All questions welcome!

So the code for what I described above is now available on gerrit.
https://gerrit.wikimedia.org/r/#/admin/projects/mediawiki/extensions/MassAction

It also now has a project on Phabricator where I have added a general list of things I think need to be done.
https://phabricator.wikimedia.org/project/profile/1150/

And of course an extension page on mediawiki.org
https://www.mediawiki.org/wiki/Extension:MassAction

This is a message posted to all tasks under "Need Discussion" at Possible-Tech-Projects. Outreachy-Round-11 is around the corner. If you want to propose this task as a featured project idea, we need a clear plan with community support, and two mentors willing to support it.

This is a message sent to all Possible-Tech-Projects.
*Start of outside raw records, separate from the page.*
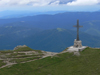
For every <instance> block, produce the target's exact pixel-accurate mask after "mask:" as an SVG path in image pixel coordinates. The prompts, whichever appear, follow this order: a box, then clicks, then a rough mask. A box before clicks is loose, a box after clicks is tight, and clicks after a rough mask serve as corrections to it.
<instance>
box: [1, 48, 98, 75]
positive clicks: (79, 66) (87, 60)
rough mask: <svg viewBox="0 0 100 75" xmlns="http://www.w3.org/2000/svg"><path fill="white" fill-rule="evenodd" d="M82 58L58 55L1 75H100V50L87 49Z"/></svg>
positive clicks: (9, 67) (16, 68)
mask: <svg viewBox="0 0 100 75" xmlns="http://www.w3.org/2000/svg"><path fill="white" fill-rule="evenodd" d="M80 54H81V56H75V55H74V54H73V53H63V54H58V55H56V56H55V57H53V58H51V57H47V58H44V59H39V60H36V61H32V62H27V63H24V64H22V63H20V64H16V65H13V66H11V67H5V68H3V69H0V75H100V49H92V48H89V47H88V48H86V49H85V50H84V51H82V52H80Z"/></svg>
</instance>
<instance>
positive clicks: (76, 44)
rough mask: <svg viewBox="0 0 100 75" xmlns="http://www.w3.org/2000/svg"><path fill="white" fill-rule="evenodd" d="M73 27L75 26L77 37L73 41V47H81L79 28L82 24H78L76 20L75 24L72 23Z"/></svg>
mask: <svg viewBox="0 0 100 75" xmlns="http://www.w3.org/2000/svg"><path fill="white" fill-rule="evenodd" d="M74 27H77V39H75V41H74V47H82V41H81V40H79V28H80V27H83V26H79V20H77V25H74Z"/></svg>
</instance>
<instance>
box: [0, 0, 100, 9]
mask: <svg viewBox="0 0 100 75" xmlns="http://www.w3.org/2000/svg"><path fill="white" fill-rule="evenodd" d="M2 10H31V11H56V10H66V11H97V10H100V0H0V11H2Z"/></svg>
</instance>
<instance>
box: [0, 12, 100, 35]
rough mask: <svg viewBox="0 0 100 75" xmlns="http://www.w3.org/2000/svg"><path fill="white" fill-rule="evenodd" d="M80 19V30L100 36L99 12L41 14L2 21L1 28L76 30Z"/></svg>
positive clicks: (70, 12) (13, 18) (99, 22)
mask: <svg viewBox="0 0 100 75" xmlns="http://www.w3.org/2000/svg"><path fill="white" fill-rule="evenodd" d="M77 19H79V22H80V25H83V28H81V29H80V30H81V31H82V32H86V33H89V34H92V35H95V36H100V34H99V33H100V25H99V24H100V13H99V12H65V13H59V14H54V15H50V14H41V15H36V16H26V17H22V18H11V19H0V26H24V27H30V28H31V27H34V28H40V29H45V30H46V29H55V28H65V29H71V30H75V28H74V27H73V25H76V21H77Z"/></svg>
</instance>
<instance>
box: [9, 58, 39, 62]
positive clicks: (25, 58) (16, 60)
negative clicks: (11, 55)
mask: <svg viewBox="0 0 100 75" xmlns="http://www.w3.org/2000/svg"><path fill="white" fill-rule="evenodd" d="M39 58H40V57H31V58H24V59H13V60H11V61H10V62H12V63H13V62H16V63H21V62H26V61H30V60H35V59H39Z"/></svg>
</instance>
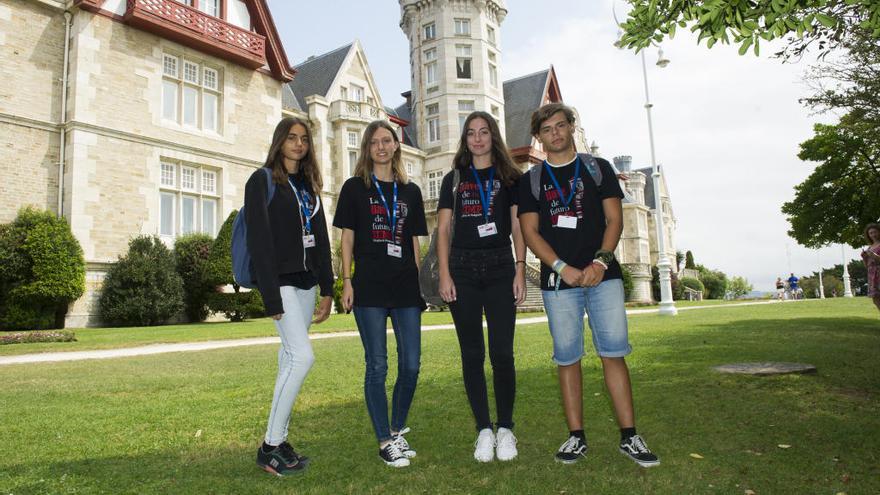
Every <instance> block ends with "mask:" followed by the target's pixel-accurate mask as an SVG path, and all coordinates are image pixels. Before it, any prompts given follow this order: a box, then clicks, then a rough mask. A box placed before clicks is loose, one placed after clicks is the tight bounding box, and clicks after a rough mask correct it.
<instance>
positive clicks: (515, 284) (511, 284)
mask: <svg viewBox="0 0 880 495" xmlns="http://www.w3.org/2000/svg"><path fill="white" fill-rule="evenodd" d="M455 174H458V185H457V187H455V188H453V182H454V180H453V177H454V175H455ZM520 175H521V172H520V171H519V169H517V168H516V167H515V166H514V165H513V161H512V160H511V159H510V155H509V154H508V152H507V146H506V145H505V144H504V141H503V139H502V138H501V131H500V130H499V128H498V124H497V123H496V122H495V119H494V118H493V117H492V116H491V115H489V114H488V113H486V112H474V113H472V114H470V115H469V116H468V118H467V119H466V120H465V123H464V126H463V129H462V134H461V140H460V142H459V147H458V152H457V153H456V154H455V158H454V159H453V172H450V173H449V174H447V175H446V177H444V179H443V184H442V186H441V188H440V200H439V201H438V205H437V217H438V228H437V258H438V261H439V265H440V291H439V292H440V296H441V297H442V298H443V300H444V301H446V302H447V303H449V308H450V311H451V312H452V318H453V320H454V321H455V331H456V333H457V334H458V342H459V346H460V348H461V362H462V369H463V375H464V386H465V392H466V393H467V397H468V401H469V402H470V406H471V411H472V412H473V414H474V419H475V421H476V427H477V441H476V444H475V449H474V458H475V459H476V460H477V461H480V462H489V461H491V460H492V459H493V458H494V457H496V456H497V457H498V459H499V460H502V461H509V460H511V459H513V458H514V457H516V455H517V449H516V437H515V436H514V435H513V403H514V396H515V394H516V370H515V368H514V364H513V333H514V327H515V325H516V305H517V304H520V303H522V302H523V300H524V299H525V296H526V287H525V254H526V248H525V242H524V241H523V237H522V234H521V233H520V230H519V220H518V219H517V214H516V210H517V190H518V187H517V181H518V180H519V177H520ZM453 223H454V227H453V226H452V225H453ZM511 235H512V236H513V246H514V249H513V250H514V251H516V261H515V262H514V258H513V253H512V252H511V247H510V238H511ZM450 236H452V242H451V249H450ZM484 311H485V313H486V322H487V323H488V327H489V328H488V332H489V359H490V360H491V362H492V370H493V375H494V376H493V382H494V385H495V407H496V412H497V414H498V422H497V423H496V426H497V427H498V432H497V433H495V432H494V431H493V428H492V426H493V425H492V421H491V419H490V417H489V400H488V395H487V392H486V376H485V373H484V371H483V362H484V361H485V355H486V349H485V346H484V344H483V312H484Z"/></svg>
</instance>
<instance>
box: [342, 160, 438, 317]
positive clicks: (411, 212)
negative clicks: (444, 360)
mask: <svg viewBox="0 0 880 495" xmlns="http://www.w3.org/2000/svg"><path fill="white" fill-rule="evenodd" d="M379 184H380V185H381V187H382V193H383V194H384V195H385V201H386V202H387V204H388V207H389V208H391V204H392V201H393V198H394V193H393V183H392V182H381V181H380V182H379ZM388 217H389V215H388V214H387V211H386V209H385V205H384V204H383V202H382V199H381V198H380V197H379V194H378V192H377V191H376V186H375V185H373V184H372V183H371V184H370V186H369V187H367V185H366V184H364V181H363V179H361V178H360V177H351V178H349V179H348V180H347V181H345V184H343V185H342V191H340V193H339V199H338V202H337V204H336V215H335V217H334V218H333V226H334V227H339V228H342V229H351V230H353V231H354V262H355V269H354V274H353V277H352V280H351V283H352V287H353V288H354V304H355V305H356V306H371V307H383V308H403V307H412V306H418V307H422V308H424V306H425V302H424V301H423V300H422V295H421V292H420V291H419V271H418V267H417V266H416V262H415V256H414V253H413V245H412V244H413V243H412V238H413V237H414V236H423V235H428V227H427V225H426V222H425V205H424V203H423V202H422V192H421V190H419V187H418V186H417V185H415V184H413V183H412V182H409V183H407V184H400V183H398V184H397V207H396V218H395V222H394V223H395V225H394V229H391V228H390V227H389V223H390V222H389V219H388ZM392 242H393V243H394V244H396V245H398V246H400V248H401V250H400V252H401V257H399V258H397V257H395V256H390V255H389V254H388V245H389V244H391V243H392Z"/></svg>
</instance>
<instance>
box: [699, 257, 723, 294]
mask: <svg viewBox="0 0 880 495" xmlns="http://www.w3.org/2000/svg"><path fill="white" fill-rule="evenodd" d="M697 270H698V271H699V272H700V281H701V282H703V286H705V287H706V292H705V293H704V294H703V298H704V299H723V298H724V295H725V294H727V275H725V274H724V272H722V271H719V270H710V269H708V268H706V267H705V266H703V265H697Z"/></svg>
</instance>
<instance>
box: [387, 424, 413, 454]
mask: <svg viewBox="0 0 880 495" xmlns="http://www.w3.org/2000/svg"><path fill="white" fill-rule="evenodd" d="M405 433H409V428H408V427H407V428H404V429H402V430H400V432H399V433H398V434H397V435H393V436H392V437H391V441H392V442H394V443H396V444H397V447H398V448H399V449H400V452H401V453H402V454H403V456H404V457H406V458H407V459H412V458H413V457H415V456H416V451H415V450H413V449H412V447H410V445H409V442H407V441H406V439H405V438H403V435H404V434H405Z"/></svg>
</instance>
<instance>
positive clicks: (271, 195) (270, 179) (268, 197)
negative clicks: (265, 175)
mask: <svg viewBox="0 0 880 495" xmlns="http://www.w3.org/2000/svg"><path fill="white" fill-rule="evenodd" d="M262 168H263V172H264V173H265V174H266V184H268V188H269V191H268V193H267V194H266V206H269V203H271V202H272V198H274V197H275V181H274V180H272V169H271V168H268V167H262Z"/></svg>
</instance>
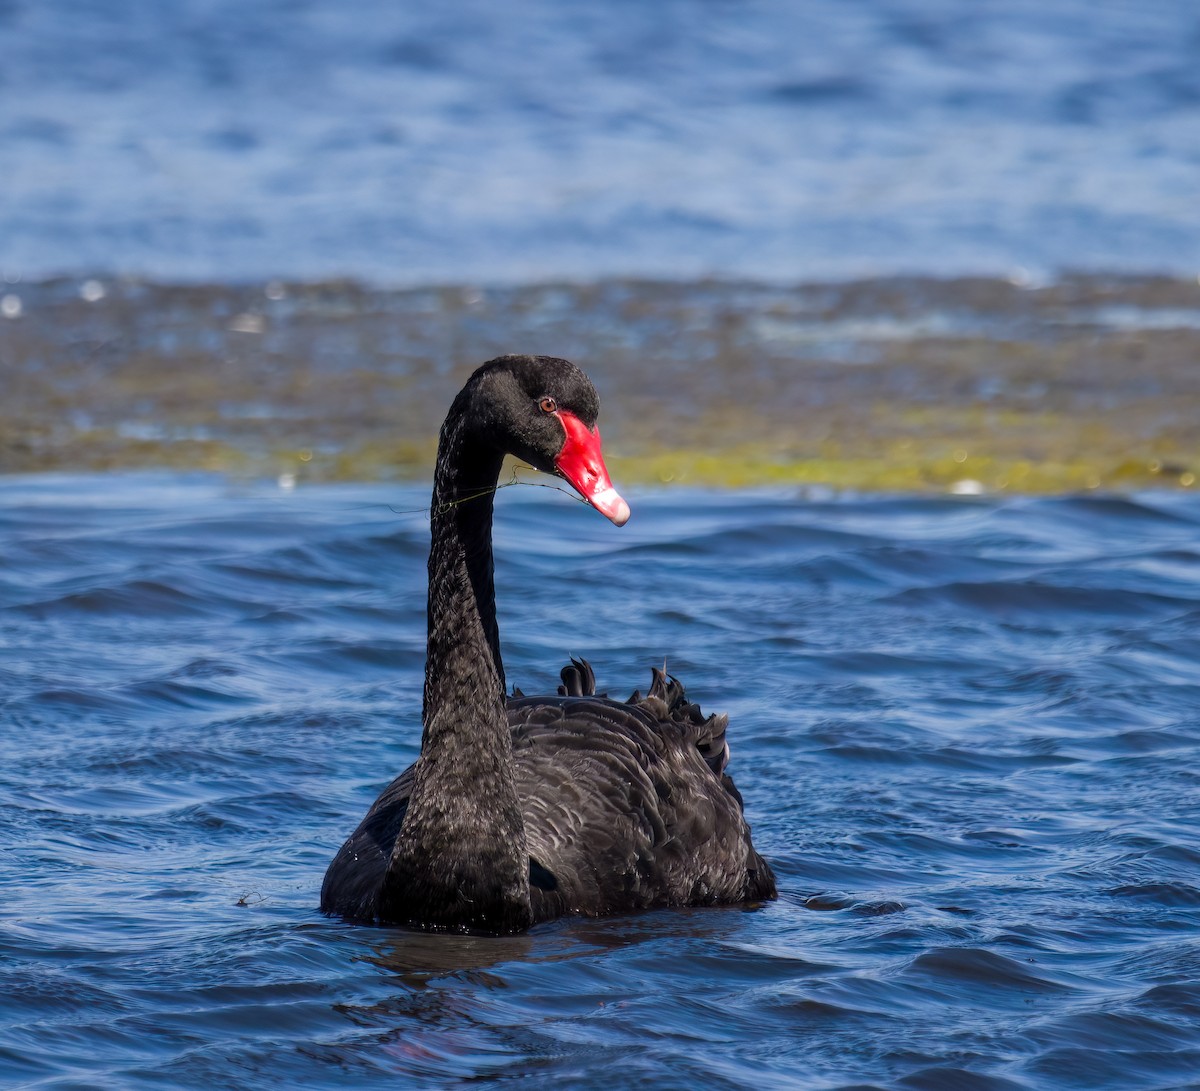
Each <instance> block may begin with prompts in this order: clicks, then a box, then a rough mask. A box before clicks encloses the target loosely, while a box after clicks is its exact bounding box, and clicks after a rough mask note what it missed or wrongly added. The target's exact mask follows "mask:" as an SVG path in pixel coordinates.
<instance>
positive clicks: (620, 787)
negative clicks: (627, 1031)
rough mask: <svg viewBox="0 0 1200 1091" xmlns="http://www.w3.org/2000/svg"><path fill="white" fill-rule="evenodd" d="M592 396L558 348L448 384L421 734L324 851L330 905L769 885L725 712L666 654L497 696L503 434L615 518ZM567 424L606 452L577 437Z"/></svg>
mask: <svg viewBox="0 0 1200 1091" xmlns="http://www.w3.org/2000/svg"><path fill="white" fill-rule="evenodd" d="M598 413H599V400H598V398H596V395H595V391H594V389H593V388H592V384H590V383H589V382H588V379H587V377H586V376H584V374H583V372H581V371H580V370H578V368H577V367H575V366H574V365H572V364H569V362H568V361H565V360H558V359H553V358H546V356H502V358H499V359H498V360H492V361H490V362H488V364H485V365H484V366H482V367H480V368H479V370H478V371H476V372H475V373H474V374H473V376H472V378H470V379H469V380H468V383H467V385H466V386H464V388H463V390H462V392H461V394H460V395H458V397H457V398H456V400H455V402H454V404H452V407H451V409H450V414H449V415H448V418H446V421H445V424H444V425H443V428H442V436H440V443H439V448H438V464H437V473H436V478H434V488H433V505H432V541H431V549H430V593H428V649H427V659H426V681H425V706H424V715H422V723H424V735H422V741H421V754H420V757H419V759H418V761H416V762H415V763H414V765H413V766H412V767H410V768H409V769H407V771H406V772H404V773H402V774H401V775H400V777H397V778H396V779H395V780H394V781H392V783H391V784H390V785H389V786H388V787H386V789H385V790H384V791H383V793H382V795H380V796H379V798H378V799H377V801H376V803H374V805H373V807H372V808H371V810H370V811H368V813H367V815H366V817H365V819H364V820H362V822H361V823H360V826H359V828H358V829H356V831H355V832H354V833H353V834H352V835H350V838H349V839H348V840H347V841H346V844H344V845H343V846H342V849H341V850H340V851H338V853H337V856H336V857H335V858H334V861H332V863H331V864H330V867H329V870H328V873H326V875H325V882H324V886H323V888H322V909H323V910H325V911H326V912H331V913H338V915H342V916H344V917H348V918H352V919H358V921H377V922H386V923H396V924H409V925H415V927H421V928H431V929H446V930H461V931H488V933H506V931H520V930H522V929H526V928H528V927H529V925H532V924H534V923H538V922H540V921H548V919H552V918H554V917H559V916H564V915H582V916H601V915H607V913H617V912H626V911H631V910H642V909H654V907H661V906H672V905H674V906H679V905H719V904H736V903H743V901H751V900H762V899H769V898H773V897H775V880H774V875H773V874H772V870H770V868H769V865H768V864H767V863H766V861H763V859H762V857H760V856H758V853H757V852H756V851H755V849H754V846H752V844H751V841H750V829H749V826H748V825H746V822H745V819H744V817H743V811H742V797H740V796H739V795H738V792H737V789H736V787H734V786H733V781H732V780H731V779H730V778H728V775H727V774H726V773H725V766H726V762H727V760H728V747H727V744H726V738H725V736H726V725H727V720H726V718H725V717H715V715H709V717H706V715H703V713H701V711H700V708H698V706H696V705H694V703H690V702H689V701H688V699H686V695H685V693H684V689H683V687H682V685H680V684H679V683H678V682H677V681H676V679H674V678H670V677H668V676H667V675H666V673H665V671H659V670H655V671H654V672H653V677H652V685H650V688H649V690H648V691H647V694H646V695H644V696H642V695H641V694H634V696H632V697H630V700H629V701H626V702H619V701H612V700H608V699H607V697H604V696H596V695H595V676H594V673H593V671H592V667H590V666H589V665H588V664H587V661H586V660H572V661H571V664H570V665H568V666H565V667H564V669H563V671H562V685H560V687H559V688H558V695H556V696H542V697H527V696H523V695H520V694H518V693H517V691H515V693H514V696H512V697H510V699H505V696H504V693H505V683H504V667H503V663H502V660H500V651H499V637H498V633H497V628H496V604H494V591H493V581H492V551H491V524H492V493H491V492H488V491H487V488H488V486H494V485H496V482H497V479H498V476H499V468H500V462H502V460H503V456H504V455H505V454H506V452H511V454H515V455H517V456H518V457H521V458H524V460H526V461H528V462H530V463H532V464H534V466H536V467H538V468H539V469H544V470H546V472H550V473H559V474H560V475H564V476H566V478H568V480H570V481H571V482H572V484H574V485H576V487H578V488H580V491H581V492H582V493H583V494H584V497H586V498H588V499H589V500H590V502H592V503H593V504H594V506H596V508H598V509H599V510H601V511H604V512H605V514H606V515H608V516H610V518H613V521H614V522H618V523H623V522H624V521H625V518H626V517H628V514H629V509H628V506H626V505H625V504H624V500H620V499H619V497H617V496H616V492H614V490H612V487H611V484H610V482H608V480H607V473H606V472H605V470H604V466H602V460H601V458H600V451H599V433H598V432H596V431H595V419H596V414H598ZM581 427H582V428H583V430H586V433H587V434H583V433H582V432H580V428H581ZM572 430H574V433H575V434H583V442H584V444H594V448H589V449H590V450H592V454H593V455H594V460H593V461H594V462H595V463H598V468H596V467H593V466H592V463H588V467H590V468H584V469H583V470H580V469H578V468H577V467H578V464H580V463H578V460H577V458H575V461H572V460H571V458H569V457H568V454H569V452H568V448H569V446H570V444H571V443H572V438H571V437H572ZM589 436H590V437H594V439H589V438H588V437H589ZM577 454H578V452H576V455H577ZM572 457H575V456H572ZM592 469H595V474H593V473H592Z"/></svg>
The new round of Wikimedia Individual Engagement Grants is open until 29 Sep. For the first time, technical projects are within scope, thanks to the feedback received at Wikimania 2015, before, and after (T105414). If someone is interested in obtaining funds to push this task, this might be a good way.

IMPORTANT: This is a message posted to all tasks under "Need Discussion" at Possible-Tech-Projects. Wikimedia has been accepted as a mentor organization for GSoC '16. If you want to propose this task as a featured project idea, we need a clear plan with community support, and two mentors willing to support it.

Declining this task as the proposal didn't receive interest from potential mentors as requested.